Bywa tak, że po prostu coś jest dobre, a dobre warto znać. Słowacki wielkim poetą był, jego dzieła są wielkie, toteż lektura obowiązkowa. Można ignorować kanon, ale pozostaje poczucie, że ignoruje się coś znaczącego, skoro spora rzesza miłośników danej dziedziny jest tym czymś zachwycona. Toteż koniec końców sięgamy po pewnie mocno już przereklamowane dzieło, no i cóż, okazuje się, że było warto. Tak właśnie miałam z serialem anime
Fullmetal Alchemist: Brotherhood – produkcja z lat 2009-2010 to drugie podejście animatorów do historii przedstawionej w mandze Hiromu Arakawy pod tym samym tytułem. Mangę można kupić w Polsce dzięki wydawnictwu J.P.Fantastica (27 tomów). Pierwszy raz zekranizowano opowieść o braciach Elric w 2003 roku, jednak z racji wciąż ukazującej się mangi fabuła nieszczególnie trzymała się oryginału. Tym samym zdarzyła się sytuacja dość rzadka – kilka lat później zaczęła powstawać jeszcze jedna animowana adaptacja,
Fullmetal Alchemist: Brotherhood właśnie. 64 odcinki zamknęły historię definitywnie. Przyznam, że chcąc jednak znać klasykę, sięgnęłam od razu po tę drugą wersję zdarzeń, ignorując pierwszą adaptację. Nie żałuję ani trochę – obejrzałam jedno z najlepszych anime w historii (ciekawostka – według użytkowników serwisu myanimelist.net to rzeczywiście najlepsze anime w historii).
Na początku XX wieku, gdzieś w alternatywnym świecie w małej miejscowości Resembool żyją Bracia Edward i Alphonse Elric. Ci blondyni to chłopcy wyjątkowi, ponieważ parają się alchemią. Kiedyś była tylko źródłem fascynacji, teraz koniecznością. Alchemia jest okrutna za sprawą reguł, które nią rządzą – prawo równej wymiany to podstawa, wymuszająca oddanie czegoś w zamian, jeżeli chce się ją stosować. Nie wolno wytwarzać złota, ponieważ gospodarka Amestris, kraju, gdzie mieszkają nasi główni bohaterowie, mogłaby się załamać. Jest jeszcze jedna zasada, a kto ją złamie, nie osiągnie niczego, a wiele straci.

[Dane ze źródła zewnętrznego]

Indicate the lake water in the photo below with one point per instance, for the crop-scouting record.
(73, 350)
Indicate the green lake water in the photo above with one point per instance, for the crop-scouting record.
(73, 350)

Nie wolno transmutować człowieka. Jak łatwo się domyślić, właśnie tego spróbowali Edward oraz Alphonse. Ojciec wyruszył w świat, gdy byli mali, a ich matka zmarła. Zrozpaczeni chłopcy łamią tabu, próbując ją ożywić – efektem jest utrata ręki oraz nogi u Edwarda oraz całego ciała Alphonse’a. Od tej pory Ed żyje z protezami, a dusza Ala zostaje przez jego brat zamknięta w stalowej zbroi. Jedynym sposobem na odzyskanie ciała jest legendarny kamień filozoficzny. Po latach nauki, główni bohaterowie są już naprawdę dobrymi alchemikami, zaś Edward zostaje najmłodszym w historii państwowym alchemikiem. To wszystko tylko środki do celu, bardzo jednak odległego…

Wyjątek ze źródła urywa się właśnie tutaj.